Last Modified: Apr 09, 2013


  • Bryan Lisk - Hazen and Sawyer

Reducing energy costs is rapidly becoming a major priority for water and wastewater utilities. As a result, many water and wastewater utilities are performing energy management audits and evaluations to identify energy saving opportunities that will provide energy benefits at the lowest possible capital cost. Many water and wastewater facilities can realize “zero or low cost” energy saving opportunities through managing their energy demand in coordination with the energy billing rates. This is especially true for facilities whose electric energy rate structures include demand ratcheting and time of use billing.

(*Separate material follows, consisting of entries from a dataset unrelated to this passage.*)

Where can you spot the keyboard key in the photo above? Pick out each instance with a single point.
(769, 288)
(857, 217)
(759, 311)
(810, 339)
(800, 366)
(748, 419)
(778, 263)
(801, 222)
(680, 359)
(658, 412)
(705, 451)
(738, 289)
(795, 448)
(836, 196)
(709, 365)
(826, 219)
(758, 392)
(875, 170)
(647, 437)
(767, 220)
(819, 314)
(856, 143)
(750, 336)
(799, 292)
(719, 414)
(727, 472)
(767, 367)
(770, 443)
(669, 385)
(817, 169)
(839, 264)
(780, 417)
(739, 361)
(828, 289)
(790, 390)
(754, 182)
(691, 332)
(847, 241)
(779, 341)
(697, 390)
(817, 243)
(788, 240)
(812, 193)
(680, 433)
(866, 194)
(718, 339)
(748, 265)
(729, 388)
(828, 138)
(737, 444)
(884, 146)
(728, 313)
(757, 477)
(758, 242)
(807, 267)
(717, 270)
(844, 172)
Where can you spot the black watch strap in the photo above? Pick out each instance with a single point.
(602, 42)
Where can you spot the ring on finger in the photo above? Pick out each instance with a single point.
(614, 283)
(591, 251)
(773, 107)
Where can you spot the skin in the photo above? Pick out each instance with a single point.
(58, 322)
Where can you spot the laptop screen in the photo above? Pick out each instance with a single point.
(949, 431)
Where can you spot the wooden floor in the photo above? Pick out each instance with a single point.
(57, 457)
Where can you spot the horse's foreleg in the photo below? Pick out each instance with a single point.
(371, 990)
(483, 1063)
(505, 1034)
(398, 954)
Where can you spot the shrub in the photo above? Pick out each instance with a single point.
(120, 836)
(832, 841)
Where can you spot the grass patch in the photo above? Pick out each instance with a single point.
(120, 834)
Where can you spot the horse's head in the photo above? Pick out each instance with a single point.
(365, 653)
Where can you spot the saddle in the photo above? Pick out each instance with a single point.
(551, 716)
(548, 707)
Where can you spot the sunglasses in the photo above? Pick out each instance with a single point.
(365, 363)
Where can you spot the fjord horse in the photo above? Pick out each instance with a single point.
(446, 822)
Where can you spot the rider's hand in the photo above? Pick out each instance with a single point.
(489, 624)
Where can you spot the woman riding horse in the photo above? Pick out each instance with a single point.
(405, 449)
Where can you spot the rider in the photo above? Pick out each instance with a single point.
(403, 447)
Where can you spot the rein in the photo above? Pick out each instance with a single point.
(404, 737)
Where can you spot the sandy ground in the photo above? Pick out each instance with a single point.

In order for demand management strategies to be effective, the demand management strategy must not have any negative impacts to the treatment process and must be coordinated with the energy billing rate structure(s).

This paper will present multiple “process focused” demand management strategies that were identified from multiple energy management audits performed for multiple water and wastewater treatment facilities. The results of multiple demand management case studies will be presented with an emphasis on demand management strategies that provided a payback period of 1 year or less. Specifically this paper will include the following as a minimum:

• A description of common electric utility rate schedules (i.e. Time of Use, Demand Ratchets, Net Metering) and configurations (i.e. Primary Service, Secondary Service) and how different rate schedules impact the demand management strategies for water and wastewater treatment facilities.

• Typical demand management practices commonly used by water and wastewater utilities including flow equalization, peak shaving, and operations management.

• The role power monitoring capabilities has on the demand management capabilities.

• The results of multiple case studies where “process focused” demand management opportunities were identified as a part of an energy management project. At a minimum, the case studies will include:
1) Demand management improvements resulting from filter backwashing optimization.
2) Energy cost savings from operation optimization of the biogas fueled engine driven blowers.
3) Demand reduction by timing the filtrate return to reduce process loading during the diurnal peak periods and on-peak electric energy billing periods.